A plastic gear drive unit living in a harsh environment with automotive reliability standards was a major requirement for Seitz from the voice of the customer interview (VOC). Quality and reliability are often confused as being two separate concepts, when in fact they are closely related. Where Quality asks the question: Does a product perform its intended function? Reliability asks the question: How long will it continue to perform its intended function? Have you ever been enticed by a product because of how it performs when it is new, only to become disappointed as the product ages and its performance declines? We, at Seitz LLC, understand your disappointment and understand that quality products attract customers, but reliable products keep customers.

SEITZ LLC THE SOLUTION PROVIDER

Our Mechanical Engineering development team worked collaboratively with the customer’s engineering team to convert the whats of the design requirements into the hows. Not until every voice of the customer requirement is cascaded to the various elements of a design, print dimensions/tolerances, material selection, and method of manufacture, will we say the design is finished.

In order to achieve one of the many requirements, automotive reliability standards (R90/C90) in particular, the Seitz LLC engineering team needed to verify each component of the design met the reliability standard. Every component of the gear train was analyzed for stress levels as the gearbox generates over 380 lb-ft of torque at each of the two output shafts. System stiffness of the entire gearbox was modeled as springs arranged in series or in parallel in conjunction with FEA analysis to precisely understand the rotary accuracy of the output shafts at extraordinarily high torque levels.
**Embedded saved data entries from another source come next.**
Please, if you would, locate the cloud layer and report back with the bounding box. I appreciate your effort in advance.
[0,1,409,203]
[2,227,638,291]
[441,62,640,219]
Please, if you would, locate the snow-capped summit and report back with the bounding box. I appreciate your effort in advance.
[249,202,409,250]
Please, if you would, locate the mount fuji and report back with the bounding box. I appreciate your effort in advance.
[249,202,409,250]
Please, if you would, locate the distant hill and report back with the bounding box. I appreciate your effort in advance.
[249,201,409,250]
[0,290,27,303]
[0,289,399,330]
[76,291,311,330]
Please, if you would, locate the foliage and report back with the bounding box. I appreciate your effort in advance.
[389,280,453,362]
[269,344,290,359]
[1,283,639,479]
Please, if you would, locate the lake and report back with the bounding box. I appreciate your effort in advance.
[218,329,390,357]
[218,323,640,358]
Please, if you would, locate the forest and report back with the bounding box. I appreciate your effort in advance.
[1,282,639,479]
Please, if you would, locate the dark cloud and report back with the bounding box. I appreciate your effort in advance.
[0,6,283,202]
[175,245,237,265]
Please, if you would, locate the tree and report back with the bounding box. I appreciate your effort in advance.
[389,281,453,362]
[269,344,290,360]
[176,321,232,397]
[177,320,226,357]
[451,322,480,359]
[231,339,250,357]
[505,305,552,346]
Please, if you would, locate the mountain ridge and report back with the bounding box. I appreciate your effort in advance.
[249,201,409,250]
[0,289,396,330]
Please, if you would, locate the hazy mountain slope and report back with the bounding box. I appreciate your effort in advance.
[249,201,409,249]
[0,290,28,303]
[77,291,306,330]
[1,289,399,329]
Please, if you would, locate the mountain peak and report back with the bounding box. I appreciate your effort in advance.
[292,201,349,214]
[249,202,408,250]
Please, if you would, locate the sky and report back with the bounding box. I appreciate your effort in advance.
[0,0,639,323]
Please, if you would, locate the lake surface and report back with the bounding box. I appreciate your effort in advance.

How did we know it will have a 20+ year life expectancy? We modeled the varying torque magnitudes and cycles using cumulative damage theory. The resulting varying component stress levels on: gears, shafts, housings, planetary carriers, fasteners, etc… were then compared to the material fatigue data (S-N curves) to predict the life expectancy. Not all of the varying loads in the duty cycle created damaging cycles (above the material endurance limit) but when they did they had to be accounted for using Palmgren-Miner Rule equations.

We, at Seitz know that the reliability (quality over time) of a product is a function of the information provided from CAD, component prints, and the method of manufacture/process controls. Disconnecting the Mechanical Engineers who designed the product from those who have to make it, has it risks. This is why we offer the complete product innovation value stream services of: Design, Engineering Analysis, and Manufacturing Solutions.

In order to maintain rotational position accuracy of the output shafts, every load bearing component in the gearbox was analyzed in FEA, to determine its spring constant and modeled as a series or parallel spring system to determine the overall system stiffness.

Cumulative damage theory using Palmgren-Miner equations were used on every load bearing component to determine the overall gearbox life for varying loads and cycle counts.

MoldFlow, a computational fluid dynamics simulation, was used to optimize every part geometry for the injection molding tool and processing parameters.

Although analytical transfer functions are useful in the DFSS process all analytical predictions need to be validated empirically.